Post by Brad Shannon / The Olympian on Dec. 28, 2012 at 1:34 pm with No Comments »
December 28, 2012 8:52 pm

Senate leaders trying to sort out a transition plan that shifts majority power from Democrats to Republicans led to “significant progress” this morning, according to Lt. Gov. Brad Owen. Owen, a Democrat who presides over the Senate, was called in by the divided Senate leadership to help sort it out.

We’re still waiting for details from the Senate Republican and Democratic caucuses. But Owen put out this limited statement that headway was being made:

“There was an incredible spirit of working together and working things out. Significant progress was made. I am pleased with the outcome.”

My story about the dispute over timing the power hand-off and previewing today’s talks is here.

UPDATE on original 1:35 p.m. post: Whatever progress was made, the sides did not reach binding agreements today.

“I would say we got started,’’ Senate Democratic Caucus chair Karen Fraser of Thurston County said, calling it a “friendly meeting” that was helped by Owen’s work. “There is nothing to announce really – more conversation is needed.’’

Fraser was one of three Democrats from the new minority caucus attending the talks, along with three from the soon-to-be Senate Majority Coalition Caucus.

The latter included Democratic Sen. Rodney Tom, who is slated to become coalition majority leader, and Republican Sens. Linda Evans Parlette, the caucus chair, and Joe Fain.

The parties met at Sea-Tac International Airport. No new meeting is yet planned, but Fraser said “each side is going to do some research. At some point I assume we’ll have another meeting.’’

Democrats hold a 26-to-23 numerical edge in seats, but Tom and Democratic Sen. Tim Sheldon of Potlatch are joining the 23 Republicans to form a 25-to-24 provisional majority. Which means that on any individual issue, nearly any coalition legislator could play the role of king.

Of more pressing concern to the parties is committee membership, how many seats each caucus gets on a committee who gets which offices in the Legislative Building, as reported here. Fraser said it is still undecided whether Democrats will accept the Republican offer to chair six committees and co-chair three others.

UPDATE 2: The parties have agreed to some shifts in office space, and Senate Democratic Leader Ed Murray of Seattle is foregoing – as he said last week that he would – any claim to office space in the Legislative Building.

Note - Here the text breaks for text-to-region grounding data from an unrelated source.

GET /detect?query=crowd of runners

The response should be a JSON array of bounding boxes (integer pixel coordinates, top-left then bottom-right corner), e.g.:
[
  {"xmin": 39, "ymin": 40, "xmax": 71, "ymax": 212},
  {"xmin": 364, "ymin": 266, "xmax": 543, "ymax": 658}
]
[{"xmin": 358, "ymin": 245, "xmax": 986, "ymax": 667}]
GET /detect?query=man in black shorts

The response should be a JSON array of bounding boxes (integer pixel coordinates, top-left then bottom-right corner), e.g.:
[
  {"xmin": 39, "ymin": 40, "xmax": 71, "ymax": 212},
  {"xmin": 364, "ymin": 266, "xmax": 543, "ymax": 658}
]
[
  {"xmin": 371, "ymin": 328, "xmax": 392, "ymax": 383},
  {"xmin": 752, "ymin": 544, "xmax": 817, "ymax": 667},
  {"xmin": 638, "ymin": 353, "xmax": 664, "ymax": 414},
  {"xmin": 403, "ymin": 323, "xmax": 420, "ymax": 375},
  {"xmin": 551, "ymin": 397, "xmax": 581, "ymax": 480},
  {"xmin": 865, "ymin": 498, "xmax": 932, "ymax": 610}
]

And Tom’s forces will move to the north side of the Senate wings, taking over the larger offices that former Democratic majority leader Lisa Brown had used for several years, while Democrats take offices that former Republican leader Mike Hewitt and Sen. Parlette have used for several years on the south side of the Capitol.

Some may find it ironic that the new and smaller offices that now fall to Democrats were used – by choice – when Sen. Sid Snyder had led the Democratic majority early last decade.